И вот однажды, наконец, на собрании глубоководных обитателей моллюск решил заговорить о своем открытии.

Подумать только, перед грозными удильщиками, каракатицами, морскими чертами осмелился высказать он до возмутительности дерзкую мысль о том, что, мол, где-то там, наверху, обитают другие неведомые существа, что вода там теплая и светлая и что над водой размещается совершенно иной мир. Вот ведь до чего можно додуматься. Ха-ха-ха Хе-хе-хе Хо-хо-хо

Как только они в ответ на это не заржали, не забулькали, не засвистели, всяк свой лад и во что горазд, захлопали плавниками в неистовой горячке, повалившись на бок от судорог смеха, замолотили упругими хвостами. Это только так кажется, что рыбы безмолвны. Более голосистых тварей не найти  подтвердят мои слова специалисты.


От всего этого шума-гама опешил, растерялся вконец бедный наш фантазер, он даже не думал, что так может переполошить морское дно. Спрятался моллюск с головой в своей раковине, чтобы больше не показываться, был он совсем махоньким и беспомощным, а они вон какие  пасти у всех громадные, безразмерные. Молча потащился он в свой угол, как говорят.

Долго еще не умолкали смех и ржанье по глубоководью. Сделался моллюск всеобщим посмешищем. Всякая рыбешка улюлюкала ему вслед, то есть пускала пузыри.

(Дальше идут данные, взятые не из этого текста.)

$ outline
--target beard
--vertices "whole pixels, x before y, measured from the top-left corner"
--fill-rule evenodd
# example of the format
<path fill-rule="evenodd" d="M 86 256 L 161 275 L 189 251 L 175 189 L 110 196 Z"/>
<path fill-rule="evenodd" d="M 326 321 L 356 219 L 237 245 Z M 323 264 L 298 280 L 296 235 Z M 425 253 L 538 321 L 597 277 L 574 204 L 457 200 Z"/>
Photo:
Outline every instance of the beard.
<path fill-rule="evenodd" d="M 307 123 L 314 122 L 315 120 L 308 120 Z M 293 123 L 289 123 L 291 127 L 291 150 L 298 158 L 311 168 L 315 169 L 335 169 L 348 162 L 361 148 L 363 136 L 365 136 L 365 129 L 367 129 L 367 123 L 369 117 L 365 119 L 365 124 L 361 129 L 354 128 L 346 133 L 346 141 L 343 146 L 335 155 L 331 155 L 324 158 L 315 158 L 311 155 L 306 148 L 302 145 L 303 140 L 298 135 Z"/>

И хотя бедный наш герой под впечатлением всего этого почти уверовал в собственную глупость, уже и тщательно проведенные им расчеты, записанные на внутренней стороне раковины, показались ему поверхностными и однобокими. Однако же Мысль о том, что есть где-то там нечто совершенно иное, не покидала его. Правда, прекрасная заря больше уже никогда ему не снилась, но он хорошо помнил тот сон. В ушах его все еще звучала временами чарующая музыка заходящего солнца.

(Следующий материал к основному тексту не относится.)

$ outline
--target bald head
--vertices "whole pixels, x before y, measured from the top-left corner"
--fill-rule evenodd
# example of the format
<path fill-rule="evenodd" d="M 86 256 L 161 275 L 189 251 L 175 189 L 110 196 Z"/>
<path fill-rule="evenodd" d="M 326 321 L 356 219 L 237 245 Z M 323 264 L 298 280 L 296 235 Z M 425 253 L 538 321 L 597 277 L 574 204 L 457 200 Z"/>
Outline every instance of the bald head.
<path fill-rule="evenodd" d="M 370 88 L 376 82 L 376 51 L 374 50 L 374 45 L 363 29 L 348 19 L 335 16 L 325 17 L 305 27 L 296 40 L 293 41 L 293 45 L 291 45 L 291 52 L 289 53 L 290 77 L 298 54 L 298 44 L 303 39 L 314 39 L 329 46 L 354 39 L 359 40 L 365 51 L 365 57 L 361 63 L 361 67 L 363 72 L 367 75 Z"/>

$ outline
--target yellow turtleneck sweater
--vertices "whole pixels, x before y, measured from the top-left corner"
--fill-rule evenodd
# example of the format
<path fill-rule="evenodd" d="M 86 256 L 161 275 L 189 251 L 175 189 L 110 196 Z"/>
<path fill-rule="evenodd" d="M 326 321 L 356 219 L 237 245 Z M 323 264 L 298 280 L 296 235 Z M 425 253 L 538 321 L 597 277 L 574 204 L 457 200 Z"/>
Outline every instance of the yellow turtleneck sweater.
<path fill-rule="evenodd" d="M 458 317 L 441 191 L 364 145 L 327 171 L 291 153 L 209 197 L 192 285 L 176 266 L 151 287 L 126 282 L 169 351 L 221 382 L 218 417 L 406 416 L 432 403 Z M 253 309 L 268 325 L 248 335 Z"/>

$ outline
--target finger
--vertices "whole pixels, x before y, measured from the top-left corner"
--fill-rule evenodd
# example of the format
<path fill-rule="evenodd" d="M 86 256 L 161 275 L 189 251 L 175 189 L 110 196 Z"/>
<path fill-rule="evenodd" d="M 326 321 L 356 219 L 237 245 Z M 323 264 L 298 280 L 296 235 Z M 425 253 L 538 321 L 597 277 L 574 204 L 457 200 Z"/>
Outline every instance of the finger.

Шли дни, месяцы, годы в нашем понимании, жизнь подводного царства неслась своим раз и навсегда заведенным порядком. Ничего не менялось и не могло изменится там, где отродясь не бывало света. Даже сплетни оставались теми же. К тому времени моллюск уже заметно подрос, домик сделался его большим и красивым. Уже никто, казалось, не помнил о его памятном выступлении, но, по-прежнему, среди них он был и оставался ничтожнейшим Но все это отнюдь не мешало ему предаваться излюбленному занятию  размышлениям. Изредка кто-то нарушал его покой, довольно бесцеремонным образом стуча прямо по раковине. Так и обращались к нему  «Эй, раковина». И вот однажды очень крепко задумался моллюск обо всем, и, наконец, решился: «Нет, так дальше жить нельзя, а то и в самом деле от тебя останется всего лишь пустая, бесполезная раковина». И решился моллюск идти и идти по дну океана по прямой на край света, поскольку он не умел плавать, чтобы припустить прямо вверх. Он должен в конце концов прийти туда и увидеть то, что приснилось ему. Если, конечно, все его расчеты верны. А нет, так нет, лучше умереть в дороге, чем оставаться здесь.